If an employee receives a gift card for their services, you should withhold federal income, Social Security, and Medicare taxes from the value of the card. If required by law, you may also have to deduct state income tax.

In one of two ways, you may avoid federal income taxes on supplemental pay—also known as gift cards:

  1. Percentage method: For taxes, withhold a fixed rate of 22% instead.
  2. Aggregate method: To regular pay, add the gift card amount and taxes on the total.

Many states, like the federal government, have their own supplementary withholding tax rate for state income taxes. Like regular, withhold Social Security ( 6.2% ) and Medicare (1.45%) at the same rate.

Let’s assume that you would like to give an employee a $200 gift card for the holidays. For federal income tax, you choose to use the percentage method.

Follow these steps to calculate how much to deduct from the gift card for taxes:

  • To calculate the federal income tax, first, multiply the gift card value by 22 percent:

$200 X 0.22 = $44.00

  • To calculate the Social Security tax, multiply the gift card amount by 6.2 percent:

$200 X 0.062 = $12.40

  • Then multiply the gift card value by 1.45 percent to calculate the Medicare tax (unless the employee is responsible for additional Medicare tax):

$200 X 0.0145 = $2.90

  • Finally, add up all of the tax rates and subtract $200 from the gift card value:

$44.00 + $12.40 + $2.90 = $59.30

$200 – $59.20 = $140.80

  • If you have state or local income taxes, deduct them.
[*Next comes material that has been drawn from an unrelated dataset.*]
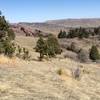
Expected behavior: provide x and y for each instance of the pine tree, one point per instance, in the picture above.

So, after federal income, Social Security, and Medicare taxes are paid, your employee will get a gift card for $140.80.


Gift cards are taxable, but there is a way to give them without paying taxes. If you want to avoid the tax burden of giving your friends and family members gift cards, make sure they can only be redeemed at certain merchants where it’s not reported by the company. That way, your recipients won’t have to pay taxes on the card as income.